Bendigo, Talking Trams










We don't have trams in Sydney, so it was a bit of a novelty to hop aboard a Talking Tram in Bendigo city, population 100,000. Trams stopped running here years ago but some enterprising person suggested they restore some old ones and maybe tourists would come and enjoy a ride on one, see the sights of the city and listen to a running commentary of the history of the town all at the same time. It's working very well.

The old tram you see in pieces is a 'Work For the Dole' project' - young people come here to work on restoring this old tram, originally from America.













Bendigo, a town built on dreams




Gold was discovered in Victoria in August 1851 at Buninyong, near Ballarat, two months later it was discovered in Bendigo.
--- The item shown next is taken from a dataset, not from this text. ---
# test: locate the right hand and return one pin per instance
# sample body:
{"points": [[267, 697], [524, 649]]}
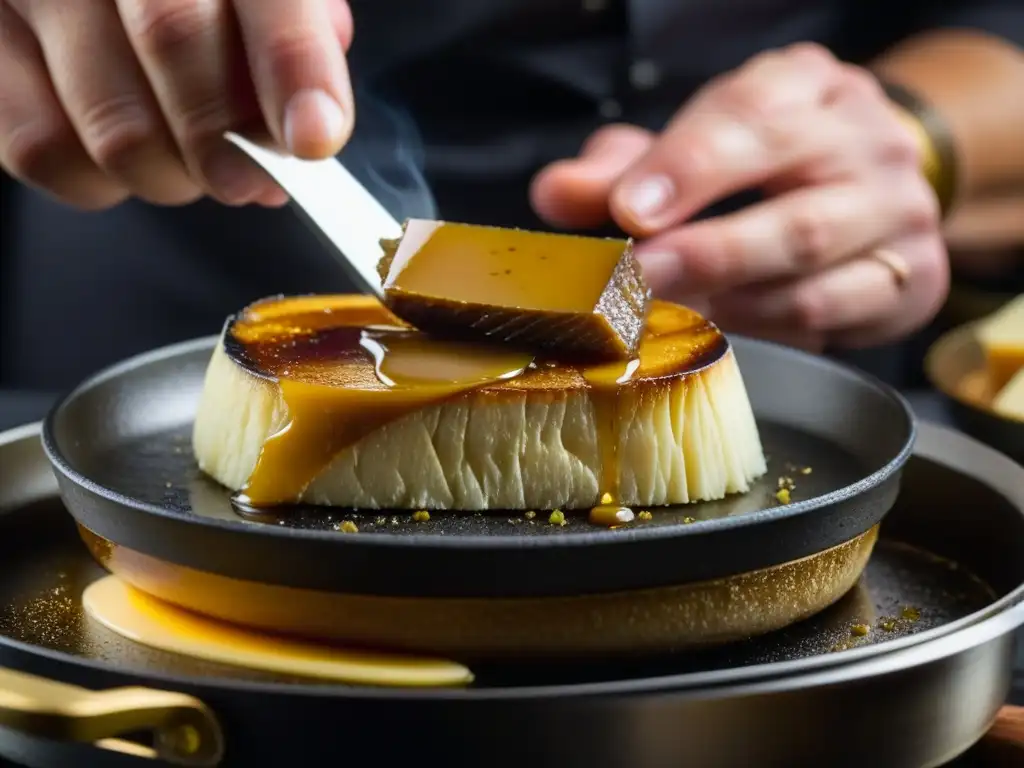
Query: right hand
{"points": [[103, 99]]}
In 1853 60,000 diggers from all over the world were on the goldfields, 23,000 of these were at Bendigo.


There is some confusion about where the word 'digger' comes from, some say the name came about because the First World War Aussie soldiers were forever digging trenches and tunnels. The version I like is that the word comes from the goldfields and the heroic show of the miners' rebelliion at the ridiculous cost of thirty shillings a month for a licence to mine for gold, whether you found any or not.


The now famous Bendigo Petition in 1853 was drawn up with a list of the miners grievences but it all came to nothing and was denied. The diggers were furious and some time later this fury was played out at the Eureka Stockade in Ballarat, which is another interesting story about our rebellious past and our innate dislike of authority.


Tuesday, January 20, 2009

Seymour, Victoria



After the lush green alpine forests of Warburton, it was a bit of a let down when we arrived at Seymour, we landed right in the middle of the drought belt of Victoria. It's depressing to see all the surrounding paddocks with pasture burnt to a crisp, not a patch of green anywhere.

I picked Seymour because the caravan park was on the Goulburn river front, I'm quite partial to rivers but we landed in the middle of heatwave and are locked away in the caravan with the air conditioning on full pelt. I only ventured out to go to Woolworths and back again, we had 38 yesterday and it's even hotter today, at least 40.
When I feel like whinging about the heat, I think of the endurance of the tennis players at the Australian Open in Melbourne today.





Sunday, January 18, 2009

Our caravan at Warburton



This is our caravan at Warburton Caravan Park. When we got up this morning, there was no water. Mystified, we thought it unlikely that the council would cut the water supply of hundreds of people in the park and it suddenly dawned that the water was frozen in the pipes. That couldn't be, we thought, it's in the middle of summer but sure enough by 9.30, it had thawed out and we could have our vegemite toast and a cup of tea.

This is our caravan site, as you can see we must have body odour, because we are the only ones on this patch. The kids are still on holidays and there are lots of campers still here but they are mainly in the unpowered area on the river bank, a little way from here.




Saturday, January 17, 2009

The River Walk, Warburton








I think Warburton is one of the prettiest towns I've ever seen. The River Walk follows the Yarra River, about 7 km return, along both sides of the river.

Rainforest Boardwalk, Warburton

















Alpine Retreat Hotel, Warburton




We had lunch here in the courtyard of the Alpine Retreat Hotel. I had rack of lamb with home made mint sauce (just like mother used to make) and Dennis had lambs fry and mashed potatoes, both meals were very good.

The township is 20 minutes drive from Mount Donna Buang which is covered in snow in winter but one very unusually cold summer holiday I’m told that this courtyard roof was covered with a light fall of snow.